(DDM) – The Nigerian Electricity Regulatory Commission (NERC) has set a strict deadline of 31 December 2025 for the re-registration of all electricity Collection Service Providers (CSPs) operating in the country, imposing a non-refundable registration fee of N100,000.
The regulatory body emphasized that any CSP failing to complete registration by the deadline will have its contract automatically rendered invalid.
NERC further clarified that only entities with valid Central Bank of Nigeria (CBN) licenses, including banks, Payment Service Providers (PSSPs), Payment Terminal Service Providers (PTSPs), Mobile Money Operators (MMOs), switching companies, card schemes, and super-agents, are eligible to operate as CSPs.
The commission also imposed strict caps on commissions charged across all collection channels, aiming to curb arbitrary fees that have long plagued electricity billing in Nigeria.
According to NERC, USSD transactions below N5,000 will attract a maximum commission of N20, while transactions above N5,000 will be capped at N50. Banking and switching channels, such as apps, ATMs, and gateways, will have commissions ranging from 0.75 per cent to 1.10 per cent, with hard caps at N2,000. Mobile services, web-based platforms, IVR, and NQR transactions are capped at 1.5 per cent, also not exceeding N2,000 per transaction.
Agency and rural services, including PoS agents and kiosks, will be capped between 1.5 per cent and 3.25 per cent depending on transaction size, with maximum limits of N2,000 to N5,000.
NERC stressed that CSPs are only allowed to earn commissions for collection services. Charging for unrelated services such as IT support or marketing is strictly prohibited.
The commission also directed that all collection contracts must ensure timely settlement, except for banks and switching firms, which are required to settle on a T+1 basis.
Maximum Demand customers are exempt from third-party collections and are required to pay directly into the distribution companies’ accounts without commission to any agent.
The new directive is part of NERC’s ongoing effort to enforce the 2019 Order NERC/183/2019, which mandated the migration of industrial, commercial, and residential customers to cashless electricity bill settlement platforms.

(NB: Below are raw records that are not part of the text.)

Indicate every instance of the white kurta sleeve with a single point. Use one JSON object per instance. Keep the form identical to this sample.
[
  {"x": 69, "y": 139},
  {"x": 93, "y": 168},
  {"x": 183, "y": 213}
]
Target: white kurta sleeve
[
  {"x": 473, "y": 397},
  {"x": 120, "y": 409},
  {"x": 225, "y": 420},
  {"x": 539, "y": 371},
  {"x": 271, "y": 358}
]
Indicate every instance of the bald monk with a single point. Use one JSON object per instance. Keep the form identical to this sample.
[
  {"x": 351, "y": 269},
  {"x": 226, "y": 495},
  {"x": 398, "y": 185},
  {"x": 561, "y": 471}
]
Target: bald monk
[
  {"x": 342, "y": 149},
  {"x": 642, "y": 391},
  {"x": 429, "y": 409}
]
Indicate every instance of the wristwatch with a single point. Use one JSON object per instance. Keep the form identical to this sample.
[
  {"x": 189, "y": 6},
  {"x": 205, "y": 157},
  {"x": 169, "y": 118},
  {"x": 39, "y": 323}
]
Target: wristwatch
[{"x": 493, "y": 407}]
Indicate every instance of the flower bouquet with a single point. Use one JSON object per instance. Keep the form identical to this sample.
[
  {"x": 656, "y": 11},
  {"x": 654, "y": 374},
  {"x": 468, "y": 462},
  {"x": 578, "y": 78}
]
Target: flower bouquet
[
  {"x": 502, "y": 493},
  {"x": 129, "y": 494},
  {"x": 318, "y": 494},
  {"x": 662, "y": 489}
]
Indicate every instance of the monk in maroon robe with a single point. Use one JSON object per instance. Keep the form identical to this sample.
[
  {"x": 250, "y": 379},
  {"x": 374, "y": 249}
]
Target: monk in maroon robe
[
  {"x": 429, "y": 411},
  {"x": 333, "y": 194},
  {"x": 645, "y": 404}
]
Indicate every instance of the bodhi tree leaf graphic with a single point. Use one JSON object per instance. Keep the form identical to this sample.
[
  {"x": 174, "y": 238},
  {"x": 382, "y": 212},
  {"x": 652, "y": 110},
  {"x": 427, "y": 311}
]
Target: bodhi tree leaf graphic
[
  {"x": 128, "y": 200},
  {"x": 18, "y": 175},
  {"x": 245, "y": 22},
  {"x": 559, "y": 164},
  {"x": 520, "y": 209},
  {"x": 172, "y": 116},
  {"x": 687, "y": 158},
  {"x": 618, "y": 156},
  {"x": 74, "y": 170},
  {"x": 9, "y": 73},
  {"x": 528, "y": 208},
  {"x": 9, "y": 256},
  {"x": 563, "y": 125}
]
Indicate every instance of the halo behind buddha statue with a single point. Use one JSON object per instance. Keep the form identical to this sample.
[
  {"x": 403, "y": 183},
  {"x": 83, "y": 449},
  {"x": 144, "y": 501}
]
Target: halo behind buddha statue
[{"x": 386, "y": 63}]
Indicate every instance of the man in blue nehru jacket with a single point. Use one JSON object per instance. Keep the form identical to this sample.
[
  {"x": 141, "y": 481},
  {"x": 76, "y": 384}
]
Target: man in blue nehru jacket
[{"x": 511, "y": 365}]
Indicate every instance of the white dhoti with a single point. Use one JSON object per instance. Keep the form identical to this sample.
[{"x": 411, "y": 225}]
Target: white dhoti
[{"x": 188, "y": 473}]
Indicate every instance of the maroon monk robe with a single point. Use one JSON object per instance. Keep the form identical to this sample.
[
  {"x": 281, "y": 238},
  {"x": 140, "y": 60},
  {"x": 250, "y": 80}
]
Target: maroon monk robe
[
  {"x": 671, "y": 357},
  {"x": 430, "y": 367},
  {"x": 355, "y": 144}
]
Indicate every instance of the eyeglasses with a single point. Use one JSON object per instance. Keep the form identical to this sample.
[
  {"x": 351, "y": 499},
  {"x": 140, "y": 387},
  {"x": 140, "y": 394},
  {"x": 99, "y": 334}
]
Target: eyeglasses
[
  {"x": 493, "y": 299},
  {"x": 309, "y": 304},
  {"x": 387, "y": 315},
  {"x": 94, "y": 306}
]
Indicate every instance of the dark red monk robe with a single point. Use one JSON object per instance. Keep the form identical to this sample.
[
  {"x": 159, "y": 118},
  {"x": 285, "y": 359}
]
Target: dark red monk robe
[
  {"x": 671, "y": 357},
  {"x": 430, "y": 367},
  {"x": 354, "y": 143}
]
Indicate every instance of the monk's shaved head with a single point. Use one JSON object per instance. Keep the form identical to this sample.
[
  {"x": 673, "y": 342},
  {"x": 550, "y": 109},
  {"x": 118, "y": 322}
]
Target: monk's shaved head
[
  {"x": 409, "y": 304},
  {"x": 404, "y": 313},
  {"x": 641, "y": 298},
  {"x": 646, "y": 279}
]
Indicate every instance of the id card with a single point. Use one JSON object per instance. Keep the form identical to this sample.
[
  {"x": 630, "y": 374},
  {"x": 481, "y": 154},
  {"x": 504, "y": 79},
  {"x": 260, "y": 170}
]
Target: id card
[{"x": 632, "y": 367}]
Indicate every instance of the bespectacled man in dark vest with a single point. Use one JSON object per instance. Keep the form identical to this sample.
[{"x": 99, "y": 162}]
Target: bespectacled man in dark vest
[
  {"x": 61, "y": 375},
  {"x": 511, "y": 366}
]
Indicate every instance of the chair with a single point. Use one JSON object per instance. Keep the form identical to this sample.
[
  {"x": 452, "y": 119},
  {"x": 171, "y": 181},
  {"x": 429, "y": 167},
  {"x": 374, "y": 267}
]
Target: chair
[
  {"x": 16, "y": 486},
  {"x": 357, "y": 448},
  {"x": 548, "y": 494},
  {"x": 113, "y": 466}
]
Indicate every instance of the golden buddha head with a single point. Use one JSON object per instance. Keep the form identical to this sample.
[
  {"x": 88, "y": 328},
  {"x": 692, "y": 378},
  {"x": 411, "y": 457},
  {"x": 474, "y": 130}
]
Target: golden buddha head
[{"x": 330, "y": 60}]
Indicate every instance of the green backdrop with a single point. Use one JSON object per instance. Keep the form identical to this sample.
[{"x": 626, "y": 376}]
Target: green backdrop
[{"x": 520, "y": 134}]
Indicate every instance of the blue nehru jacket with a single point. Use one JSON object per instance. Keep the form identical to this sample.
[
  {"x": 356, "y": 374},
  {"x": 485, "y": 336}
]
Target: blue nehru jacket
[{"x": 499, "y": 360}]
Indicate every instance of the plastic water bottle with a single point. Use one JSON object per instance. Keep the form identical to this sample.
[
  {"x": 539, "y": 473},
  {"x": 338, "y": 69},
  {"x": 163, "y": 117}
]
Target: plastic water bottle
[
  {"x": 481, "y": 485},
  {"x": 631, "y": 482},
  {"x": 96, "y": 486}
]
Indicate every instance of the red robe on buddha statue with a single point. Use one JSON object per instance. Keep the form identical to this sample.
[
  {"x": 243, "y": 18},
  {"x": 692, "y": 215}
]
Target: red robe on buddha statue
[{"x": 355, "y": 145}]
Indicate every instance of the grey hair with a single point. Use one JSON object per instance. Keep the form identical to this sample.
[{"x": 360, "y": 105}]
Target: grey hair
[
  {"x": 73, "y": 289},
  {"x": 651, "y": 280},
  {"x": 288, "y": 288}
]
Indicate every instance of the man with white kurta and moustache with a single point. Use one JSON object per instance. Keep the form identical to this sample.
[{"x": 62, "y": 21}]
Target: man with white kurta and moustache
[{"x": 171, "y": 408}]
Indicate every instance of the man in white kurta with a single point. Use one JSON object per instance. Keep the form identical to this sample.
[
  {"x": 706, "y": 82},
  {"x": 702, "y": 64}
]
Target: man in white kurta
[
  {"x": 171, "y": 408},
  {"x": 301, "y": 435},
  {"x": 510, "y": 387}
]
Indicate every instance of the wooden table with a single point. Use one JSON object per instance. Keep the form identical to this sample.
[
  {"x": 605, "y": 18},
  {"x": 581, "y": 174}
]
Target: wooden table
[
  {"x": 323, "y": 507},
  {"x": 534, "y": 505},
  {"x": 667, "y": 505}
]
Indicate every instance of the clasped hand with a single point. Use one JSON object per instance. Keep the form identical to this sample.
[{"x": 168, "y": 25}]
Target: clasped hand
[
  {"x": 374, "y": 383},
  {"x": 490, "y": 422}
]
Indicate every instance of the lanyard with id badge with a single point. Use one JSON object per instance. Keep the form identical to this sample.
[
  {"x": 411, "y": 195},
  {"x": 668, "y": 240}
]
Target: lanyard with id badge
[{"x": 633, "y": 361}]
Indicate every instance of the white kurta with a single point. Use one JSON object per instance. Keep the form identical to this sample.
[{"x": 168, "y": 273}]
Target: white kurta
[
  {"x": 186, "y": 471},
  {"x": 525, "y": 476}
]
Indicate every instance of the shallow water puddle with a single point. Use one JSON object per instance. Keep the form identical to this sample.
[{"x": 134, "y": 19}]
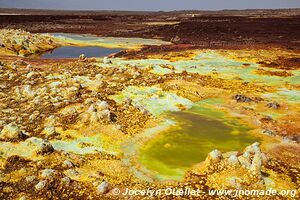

The policy was designed to eliminate leakages, enhance transparency, and ensure payments flow directly into utility accounts.
Despite the original order, cash transactions, particularly in rural and agency banking channels, remained widespread, with unregistered agents charging arbitrary and inflated fees.
The commission’s new framework aims to end these practices and protect consumers while ensuring CSPs operate within regulated guidelines.
To register, CSPs must submit valid CBN licenses, signed agreements with relevant distribution companies, CAC incorporation documents, banker references, tax clearance certificates, VAT registration, lists of sub-agents, API integration agreements with NIBSS, and proof of payment of the N100,000 non-refundable registration fee.
NERC concluded that the rules will remain in force until formally amended, reinforcing transparency, efficiency, and accountability in electricity bill collection nationwide.